Linklater spent 12 years shooting his Oscar-nominated drama, which follows the ups and downs of a boy and his family as he grows up.

"Boyhood" also received the awards for Best Director, for Linklater; Best Supporting Actress, for Patricia Arquette; and Best Young Actor-Actress, for Ellar Coltrane.

"Birdman" won seven awards -- three of them for its lead star, Michael Keaton. He was named Best Actor and Best Actor in a Comedy, and he helped accept his movie's award for Best Ensemble.

At one point Keaton quipped onstage, "Everybody keeps talking about what a grind this is. If you ask me, man, this is fun. I'm digging this."

The award for Best Actress went to Julianne Moore for her performance in "Still Alice."

Kevin Costner was presented with the Lifetime Achievement Award and Ron Howard was given the Critics’ Choice LOUIS XIII Genius Award for demonstrating "unprecedented excellence in the cinematic arts."

Jessica Chastain was handed the Critics’ Choice MVP Award for her work in several movies released last year, including “Interstellar” and “A Most Violent Year.”

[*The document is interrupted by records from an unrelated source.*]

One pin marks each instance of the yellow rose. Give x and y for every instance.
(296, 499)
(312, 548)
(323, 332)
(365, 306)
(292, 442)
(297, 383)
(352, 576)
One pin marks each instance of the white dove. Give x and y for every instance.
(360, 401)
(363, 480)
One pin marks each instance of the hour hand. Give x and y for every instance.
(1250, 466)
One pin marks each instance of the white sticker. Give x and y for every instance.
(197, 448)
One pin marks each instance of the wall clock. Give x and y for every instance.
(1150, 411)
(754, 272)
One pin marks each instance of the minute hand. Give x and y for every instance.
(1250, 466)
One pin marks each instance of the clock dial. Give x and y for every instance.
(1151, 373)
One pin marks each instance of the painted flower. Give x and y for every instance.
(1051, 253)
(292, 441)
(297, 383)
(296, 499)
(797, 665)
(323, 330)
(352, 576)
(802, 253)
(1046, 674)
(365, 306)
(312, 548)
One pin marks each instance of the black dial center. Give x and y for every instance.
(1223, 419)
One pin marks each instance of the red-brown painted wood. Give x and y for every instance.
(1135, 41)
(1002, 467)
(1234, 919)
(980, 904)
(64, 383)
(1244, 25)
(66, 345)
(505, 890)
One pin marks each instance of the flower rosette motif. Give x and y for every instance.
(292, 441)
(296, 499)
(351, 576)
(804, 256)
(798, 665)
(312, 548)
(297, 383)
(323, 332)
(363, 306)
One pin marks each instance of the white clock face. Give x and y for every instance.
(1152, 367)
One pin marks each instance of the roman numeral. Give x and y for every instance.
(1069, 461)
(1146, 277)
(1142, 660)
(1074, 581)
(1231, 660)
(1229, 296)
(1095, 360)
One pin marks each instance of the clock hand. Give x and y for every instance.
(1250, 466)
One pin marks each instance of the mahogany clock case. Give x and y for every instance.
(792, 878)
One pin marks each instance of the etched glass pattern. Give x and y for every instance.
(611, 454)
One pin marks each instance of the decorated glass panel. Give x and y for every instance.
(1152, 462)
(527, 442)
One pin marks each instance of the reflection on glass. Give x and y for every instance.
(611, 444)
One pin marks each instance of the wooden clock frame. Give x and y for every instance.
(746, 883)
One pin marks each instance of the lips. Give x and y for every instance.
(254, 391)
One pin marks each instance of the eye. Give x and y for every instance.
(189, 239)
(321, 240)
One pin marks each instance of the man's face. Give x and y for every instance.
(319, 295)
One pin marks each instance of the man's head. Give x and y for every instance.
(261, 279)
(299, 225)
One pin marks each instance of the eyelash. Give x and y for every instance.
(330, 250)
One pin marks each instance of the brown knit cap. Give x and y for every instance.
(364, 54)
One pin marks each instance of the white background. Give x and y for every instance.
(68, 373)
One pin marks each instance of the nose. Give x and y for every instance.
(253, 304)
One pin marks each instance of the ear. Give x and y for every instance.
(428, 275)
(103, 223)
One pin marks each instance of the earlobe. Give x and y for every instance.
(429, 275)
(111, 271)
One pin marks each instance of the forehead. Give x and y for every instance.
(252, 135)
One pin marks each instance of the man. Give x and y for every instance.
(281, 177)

Noting that it was Martin Luther King Jr.'s birthday Thursday, Chastain said she was thinking about the need for the film industry to "build the strength of diversity" and stand up against racist, homophobic, sexist and misogynistic agendas. It was an interesting comment, given that some critics said the Oscar nominations announced earlier in the day lacked diversity.

While serving as presenter, Judd Apatow took another shot at Bill Cosby, joking that the comedian is like "Wilt Chamberlain," the basketball legend who allegedly slept with 20,000 women. Apatow has criticized Cosby on Twitter in light of the growing number of sex assault allegations made against Cosby. The 77-year-old comedian has never been criminally charged in connection with the allegations and has denied them.

Michael Strahan hosted the two-hour telecast on A&E, which he opened by stripping off his pants and briefly dancing, in a nod to his role in the upcoming "Magic Mike" sequel. Later in the night he dressed as characters from "Maleficent," "The Hobbit" and "The Grand Budapest Hotel."

The Critics' Choice Movie Awards are staged annually by the Broadcast Film Critics Association, an organization of television, radio and online critics.